物語の裏主人公、真島太一(Wiki認定)が何のためにかるたをするのかについては、簡単には答えの出ない問題で、「ちはやふる」という物語の肝の一つと言っても過言ではないのではないかと思います。現時点で太一自身にも恐らくは分かっていないことで、理由も一つではないのかもしれません。太一の成長と絡めて物語の終盤でその答えが明かされるのかもしれないと期待していますが、待ちきれなくて(笑)考えてみました。


27巻の周防さんとのやりとりによって、太一は「かるたを好きではない」が、「周囲のかるたをする人々が好き」だから、「かるたが心底好きな人々に囲まれてかるたをすることに堪えられた」ということが明らかになっています。そして、150首の周防さんとのかるたで、「チームを手放して一人になって初めてかるたが楽しい」と述懐しています。

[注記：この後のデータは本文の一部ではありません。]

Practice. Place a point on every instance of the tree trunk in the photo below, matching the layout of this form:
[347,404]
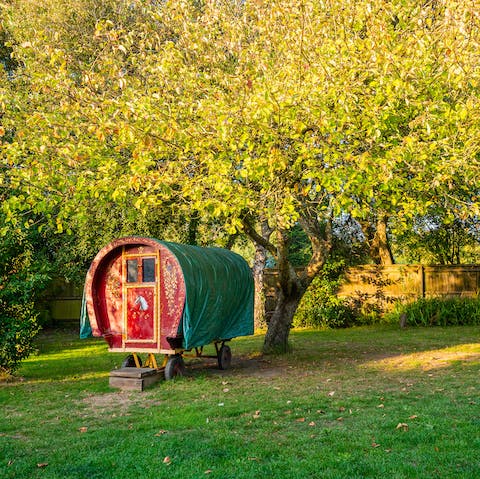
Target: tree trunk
[258,269]
[276,339]
[291,286]
[377,240]
[381,242]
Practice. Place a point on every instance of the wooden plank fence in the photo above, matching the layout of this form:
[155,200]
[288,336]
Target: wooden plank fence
[381,284]
[385,285]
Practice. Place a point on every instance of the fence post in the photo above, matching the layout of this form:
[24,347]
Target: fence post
[422,281]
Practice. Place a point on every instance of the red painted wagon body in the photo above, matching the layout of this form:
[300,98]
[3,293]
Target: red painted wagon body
[145,295]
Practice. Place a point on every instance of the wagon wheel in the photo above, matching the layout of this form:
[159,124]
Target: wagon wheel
[129,361]
[224,357]
[175,367]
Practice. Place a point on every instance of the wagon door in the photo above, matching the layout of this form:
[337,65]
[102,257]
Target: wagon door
[140,299]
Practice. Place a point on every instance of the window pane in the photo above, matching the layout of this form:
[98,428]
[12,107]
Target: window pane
[148,270]
[132,270]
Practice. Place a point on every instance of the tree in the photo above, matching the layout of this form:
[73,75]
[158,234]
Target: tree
[283,112]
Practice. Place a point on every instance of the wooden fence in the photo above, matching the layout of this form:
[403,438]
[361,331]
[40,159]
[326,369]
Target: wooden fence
[385,285]
[380,284]
[406,282]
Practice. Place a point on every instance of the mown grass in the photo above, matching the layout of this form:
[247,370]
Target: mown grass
[368,402]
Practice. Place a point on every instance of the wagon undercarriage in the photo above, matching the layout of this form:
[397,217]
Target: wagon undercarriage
[173,365]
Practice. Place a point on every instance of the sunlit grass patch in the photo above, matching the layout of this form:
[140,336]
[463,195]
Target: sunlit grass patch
[338,406]
[429,360]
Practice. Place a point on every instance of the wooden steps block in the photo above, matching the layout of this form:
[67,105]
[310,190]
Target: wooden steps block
[136,379]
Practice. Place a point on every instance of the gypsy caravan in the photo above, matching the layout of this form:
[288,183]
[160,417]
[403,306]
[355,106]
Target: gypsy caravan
[143,295]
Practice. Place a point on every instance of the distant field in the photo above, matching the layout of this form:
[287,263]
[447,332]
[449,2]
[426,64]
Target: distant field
[376,402]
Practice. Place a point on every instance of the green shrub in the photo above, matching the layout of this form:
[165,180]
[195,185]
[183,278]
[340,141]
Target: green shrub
[23,274]
[18,328]
[438,312]
[321,308]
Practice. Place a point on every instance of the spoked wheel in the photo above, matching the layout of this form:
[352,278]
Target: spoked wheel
[224,357]
[129,362]
[175,367]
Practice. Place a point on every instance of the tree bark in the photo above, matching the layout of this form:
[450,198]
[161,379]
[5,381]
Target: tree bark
[377,240]
[291,286]
[382,245]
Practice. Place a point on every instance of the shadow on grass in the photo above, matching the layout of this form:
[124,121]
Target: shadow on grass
[63,356]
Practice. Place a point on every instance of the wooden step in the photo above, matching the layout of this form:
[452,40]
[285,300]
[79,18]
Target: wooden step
[136,379]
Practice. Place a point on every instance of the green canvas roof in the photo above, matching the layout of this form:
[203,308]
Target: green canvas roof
[219,294]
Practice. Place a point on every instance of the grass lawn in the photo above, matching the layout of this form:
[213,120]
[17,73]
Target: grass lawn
[376,402]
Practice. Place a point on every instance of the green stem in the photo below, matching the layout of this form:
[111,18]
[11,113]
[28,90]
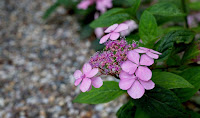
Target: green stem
[185,11]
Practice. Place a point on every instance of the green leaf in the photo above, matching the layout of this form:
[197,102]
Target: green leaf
[148,29]
[166,44]
[194,6]
[127,110]
[191,52]
[141,114]
[160,103]
[115,15]
[192,75]
[169,80]
[108,92]
[165,9]
[133,9]
[86,31]
[50,10]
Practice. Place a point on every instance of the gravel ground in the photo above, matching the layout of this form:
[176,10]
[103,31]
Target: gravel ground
[37,61]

以下に、太一がかるたをする本当の理由について、可能性のあるものを並べてみます。


①千早のため

高校1、2年の間は、千早と一緒にいたかった、千早を支えるためだったという側面があるのは否定しませんが、恐らくそれは根本理由ではない。太一は、千早と離ればなれだった中学時代も白波会から離れたところでかるた同好会で細々とかるたを続けていますし、千早への告白後も瑞沢チームや白波会から離れて周防さんとかるたを続けています(さらに小説版では、かるた同好会は太一が自分で作ったとされている)。ということで、「周囲のかるたをする人々が好き」は、チームの中で堪えられた理由であって、太一が何のためにかるたをするのかという答えにはならない。

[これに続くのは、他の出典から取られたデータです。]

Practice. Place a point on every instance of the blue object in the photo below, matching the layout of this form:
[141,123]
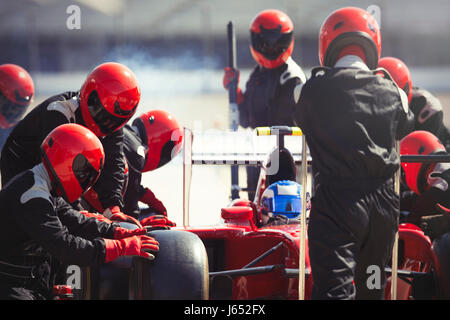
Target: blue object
[283,198]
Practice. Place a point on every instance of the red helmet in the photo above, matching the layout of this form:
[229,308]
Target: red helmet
[272,39]
[162,135]
[73,157]
[16,94]
[399,73]
[109,98]
[345,27]
[418,143]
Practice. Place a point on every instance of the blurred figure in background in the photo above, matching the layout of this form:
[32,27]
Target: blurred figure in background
[268,97]
[16,95]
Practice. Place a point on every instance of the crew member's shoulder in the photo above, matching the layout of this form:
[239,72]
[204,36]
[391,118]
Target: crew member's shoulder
[292,70]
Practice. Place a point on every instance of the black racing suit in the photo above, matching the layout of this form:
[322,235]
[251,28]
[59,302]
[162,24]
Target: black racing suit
[268,101]
[37,228]
[351,118]
[135,154]
[22,148]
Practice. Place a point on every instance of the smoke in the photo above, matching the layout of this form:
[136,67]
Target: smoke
[184,72]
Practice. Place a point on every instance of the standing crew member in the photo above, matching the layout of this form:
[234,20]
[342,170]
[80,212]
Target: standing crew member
[39,229]
[351,118]
[427,108]
[107,100]
[16,94]
[153,140]
[268,98]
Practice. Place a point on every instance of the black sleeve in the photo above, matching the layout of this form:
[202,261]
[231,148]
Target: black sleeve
[38,219]
[80,225]
[109,185]
[405,124]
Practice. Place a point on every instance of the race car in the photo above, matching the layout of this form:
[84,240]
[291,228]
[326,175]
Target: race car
[243,258]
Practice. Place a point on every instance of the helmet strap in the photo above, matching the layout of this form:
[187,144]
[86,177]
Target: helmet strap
[354,50]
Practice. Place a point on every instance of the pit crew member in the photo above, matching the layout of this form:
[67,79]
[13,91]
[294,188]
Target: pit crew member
[107,99]
[427,108]
[429,199]
[351,118]
[268,99]
[153,140]
[40,230]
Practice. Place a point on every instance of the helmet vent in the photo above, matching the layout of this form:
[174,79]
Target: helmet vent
[338,25]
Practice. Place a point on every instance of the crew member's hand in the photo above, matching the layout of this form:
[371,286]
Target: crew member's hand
[114,214]
[150,199]
[121,233]
[143,246]
[96,216]
[157,221]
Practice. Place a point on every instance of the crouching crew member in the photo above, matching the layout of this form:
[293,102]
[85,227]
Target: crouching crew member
[351,118]
[38,230]
[428,202]
[153,140]
[107,100]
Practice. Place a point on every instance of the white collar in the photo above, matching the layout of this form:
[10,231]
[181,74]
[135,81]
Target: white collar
[40,171]
[351,61]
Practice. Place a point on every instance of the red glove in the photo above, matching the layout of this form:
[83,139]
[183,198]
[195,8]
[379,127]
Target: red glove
[153,202]
[143,246]
[121,233]
[96,216]
[157,221]
[114,214]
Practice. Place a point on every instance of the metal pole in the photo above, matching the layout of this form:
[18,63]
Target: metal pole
[301,277]
[394,275]
[187,174]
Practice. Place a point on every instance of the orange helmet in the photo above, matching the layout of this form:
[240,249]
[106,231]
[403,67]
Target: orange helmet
[73,157]
[162,135]
[418,143]
[272,38]
[346,27]
[399,73]
[109,98]
[16,94]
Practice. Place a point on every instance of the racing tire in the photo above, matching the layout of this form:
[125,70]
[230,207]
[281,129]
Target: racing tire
[179,271]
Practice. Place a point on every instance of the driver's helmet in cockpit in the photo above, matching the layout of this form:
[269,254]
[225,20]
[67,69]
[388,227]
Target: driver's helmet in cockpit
[282,201]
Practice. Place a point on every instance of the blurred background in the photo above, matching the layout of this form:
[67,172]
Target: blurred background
[178,49]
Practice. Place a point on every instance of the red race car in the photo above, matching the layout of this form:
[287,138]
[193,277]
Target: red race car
[245,258]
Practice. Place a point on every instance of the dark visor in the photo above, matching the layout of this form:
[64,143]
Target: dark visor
[271,42]
[84,172]
[106,121]
[12,112]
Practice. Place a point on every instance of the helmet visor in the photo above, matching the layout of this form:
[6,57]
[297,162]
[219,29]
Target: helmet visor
[271,43]
[12,112]
[84,172]
[107,122]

ただ、千早の目線の先には常にかるたが強い人(新、詩暢ちゃん)がいたため、千早の視界に入るほど強くなりたい、千早に勝ちたいというのが強烈な動機として存在したのは確かだと思います。(17巻の千早のモノローグ「太一がA級、つまりライバル!」の後の太一の嬉しそうな顔と言ったらないですよね。)


②「卑怯じゃない人間になりたい」

よく太一のモノローグにも上がっているフレーズで、理由の一つではあるのでしょうが、その自己実現のための手段がかるたである必然性がない。小学校、中学校とずっと続けてきたサッカーでも良かったわけですが、そうはしなかった。

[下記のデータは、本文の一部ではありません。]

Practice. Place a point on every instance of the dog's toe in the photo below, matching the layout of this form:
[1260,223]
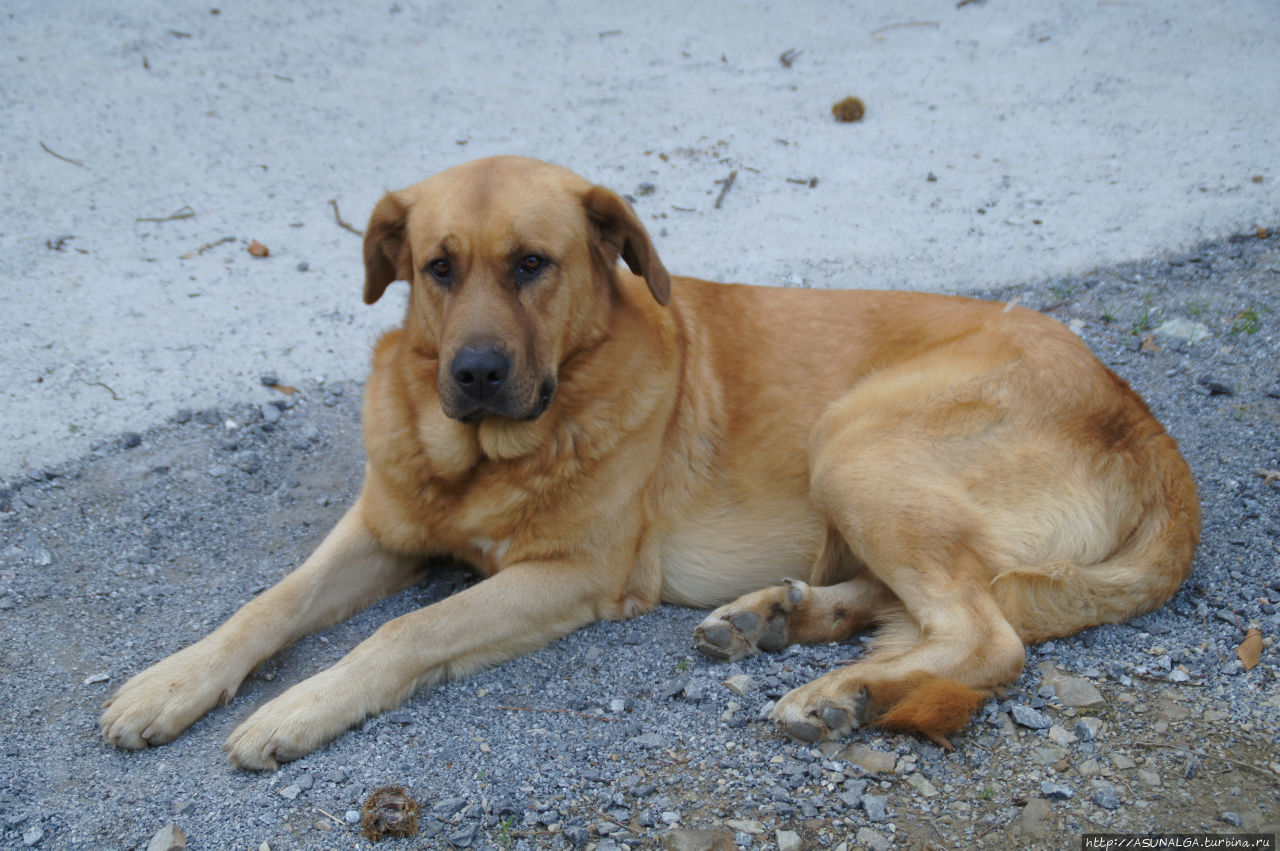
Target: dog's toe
[804,730]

感じ方は人それぞれだと思いますが、私は個人的には、高校に入ってからの太一を卑怯だと感じたことはないのです。(小学生時代はフォローのしようがないですけどね。千早のことがあったとはいえ、新をいじめたり、眼鏡を隠したり、新が見えていないのをいいことにこっそり札の配置を変えたり。。。)
一般的には、程度の差こそあれ誰にでも黒歴史の一つや二つありそうなものですが、太一は子供の頃の卑怯な自分を忘れずに向き合って、それを正そうとし続けた。その志は尊いと思います。

26巻で千早に無理やりキスして呪いのような言葉を吐きつけたことを卑怯だという意見もあるかもしれませんが、個人的には卑怯というよりは未熟なゆえのみっともなさ、八つ当たり、やり場のない憤りだと感じました。実際、過去にも太一は先にA級に昇格した肉まん君や、チーム作りに興味を持った新に八つ当たり発言をやらかしてますしね。ケツの穴が小さいのとズルいところがあるのは小学校時代から相も変わらずといったところですが、「卑怯じゃない人間になること」についてはすでに努力によって達成されているのではないでしょうか。

卑怯な自分というのは、千早には一番知られたくない太一の暗部です。眼鏡の一件が、長きにわたって非常に重い足枷となっていたのは、当時、千早が太一はそんなことをする人ではないと信じてくれていたのに、新に「千早には言わないで」「千早には嫌われたくない」と口止めして済ませようとした行為が卑怯な行為だったと、太一が認識しているからだと考えられます。

新の眼鏡を隠したことを、5年の歳月をかけてやっと千早に打ち明けた末に、好きな気持ちを告白できた。足枷をやっと外すことができたという感じでしょうか。マイルールで自分を縛り上げ、能力が高いばっかりに際限なく彷徨い続けているようで、見ている方が苦しいですね。ま、眼鏡の件は千早にしてみれば、「ハァ・・・!?」としか言いようがないですけど、裏返せばそのギャップが太一の自縛行為の凄まじさなのだと思います。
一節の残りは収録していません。